One realized only after a long, painful journey from that San Francisco spill.

Five weeks after the accident, Bristow was back on a bike, riding essentially with one arm as he tried to reclaim a sense of normalcy.

"He is the most dedicated person I have ever met," said Patty Fado, Bristow's wife. "I have watched him thrive in adversity. There's never been a doubt in his mind that he wouldn't overcome it.

"For him, I think it is something that came out of an awful thing that happened to him … He dreams. He has no fear. None."

Bristow underwent two surgeries, one involving a nerve graft from his left leg and the other a nerve transplant from his rib cage, in an effort to regain use of his right arm.

Neither worked, leaving him unable to guide his right hand unless he grabbed it with his left.

That created challenges in everyday life, especially after son Scott, 7, and daughter Cate, 5, were born.

"I was concerned," said Bristow, who met his wife in the Bahamas in 1989 and moved to San Francisco in 1995 before getting married in 1996.

"How do you pick up a child and cradle its head? … Trying to change diapers, it's very hard."

Bristow, who moved to Sacramento in 2000, said his right arm will occasionally slide out of control, sometimes knocking things over, like his plate on a restaurant table.

He's learned to use a hammer and electric power tools differently and to play catch left-handed "just so you don't look like a fool when you play with your kids in the park."

Through it all, he rode. And worked, despite the side effects of medication he stopped taking about six months after the accident.

Bristow started racing again in 1998, finishing sixth in a World Masters event for able-bodied riders. He won a national championship in a 1999 event for disabled riders and worked his way onto Great Britain's national team for the 2005 World Cup, winning an individual silver medal and a team sprint gold.

A bronze individual medal in 2006 and a team sprint gold in 2007 at the World Disability Championships helped him secure a spot on Great Britain's Paralympic team, which won 12 gold medals out of 13 events entered in track cycling in Beijing.

"We went there with a very professional attitude," said Bristow, who spent 12 weeks in Manchester, England, training with his teammates before the Games.

"We were there to win medals. Nothing else."

That meant skipping the Opening Ceremony and passing on parades held to honor the team. The payoff came with plenty of gold, including Bristow's world-record performance in the individual time trial, where he beat China's Kuidong Zhang by 1.6 seconds.

"It's great to win an event like the Paralympics with a world record," Bristow said. "Then you win it and nobody else has gone faster.
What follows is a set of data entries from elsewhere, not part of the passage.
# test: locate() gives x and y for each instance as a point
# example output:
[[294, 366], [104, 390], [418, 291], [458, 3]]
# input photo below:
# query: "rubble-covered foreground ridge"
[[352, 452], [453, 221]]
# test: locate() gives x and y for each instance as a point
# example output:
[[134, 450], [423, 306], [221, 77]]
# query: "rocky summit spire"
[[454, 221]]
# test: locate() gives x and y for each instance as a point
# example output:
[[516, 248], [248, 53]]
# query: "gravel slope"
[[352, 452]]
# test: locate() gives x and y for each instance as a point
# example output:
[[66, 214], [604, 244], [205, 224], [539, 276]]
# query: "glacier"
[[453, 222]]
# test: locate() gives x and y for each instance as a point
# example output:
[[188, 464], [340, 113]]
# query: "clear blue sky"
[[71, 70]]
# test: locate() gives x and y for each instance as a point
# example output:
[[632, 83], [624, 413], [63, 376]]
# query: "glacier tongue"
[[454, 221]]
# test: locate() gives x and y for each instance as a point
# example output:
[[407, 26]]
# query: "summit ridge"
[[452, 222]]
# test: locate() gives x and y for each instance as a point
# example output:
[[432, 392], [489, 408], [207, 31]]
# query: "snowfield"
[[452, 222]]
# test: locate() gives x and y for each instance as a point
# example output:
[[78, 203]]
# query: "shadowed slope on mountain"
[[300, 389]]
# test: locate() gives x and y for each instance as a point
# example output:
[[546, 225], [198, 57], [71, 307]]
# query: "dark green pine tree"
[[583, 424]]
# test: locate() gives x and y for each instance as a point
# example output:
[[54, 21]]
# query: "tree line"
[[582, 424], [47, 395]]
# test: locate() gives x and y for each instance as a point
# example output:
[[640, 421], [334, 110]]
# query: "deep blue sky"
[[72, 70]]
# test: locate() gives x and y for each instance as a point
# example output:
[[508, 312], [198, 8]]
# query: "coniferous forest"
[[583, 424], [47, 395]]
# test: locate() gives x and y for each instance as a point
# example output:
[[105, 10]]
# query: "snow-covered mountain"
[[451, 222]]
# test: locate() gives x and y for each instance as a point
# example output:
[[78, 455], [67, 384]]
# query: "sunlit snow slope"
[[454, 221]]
It's not like they weren't there or didn't have a good day.

"It was a great relief in many respects. I'd never won a championship of that magnitude. I'd always done it for the team."

Bristow spent several days in China after his events with his family. Now, he's back in Sacramento, working from home on his laptop computer and squeezing in workouts on his bike or the makeshift weight room in his garage.

Fado said success hasn't changed her husband.

"He's still happy-go-lucky," she said.

And looking forward to future competitions.

The 2012 Olympic and Paralympic Games are set for London, giving Bristow the prospect of competing on a grand stage in his homeland.

"I can't see why I can't," he said. "If someone new comes along and I have to go five seconds faster, then possibly not.

"But the last four years I've gotten three seconds faster. The next four years, who says I can't get a second faster?"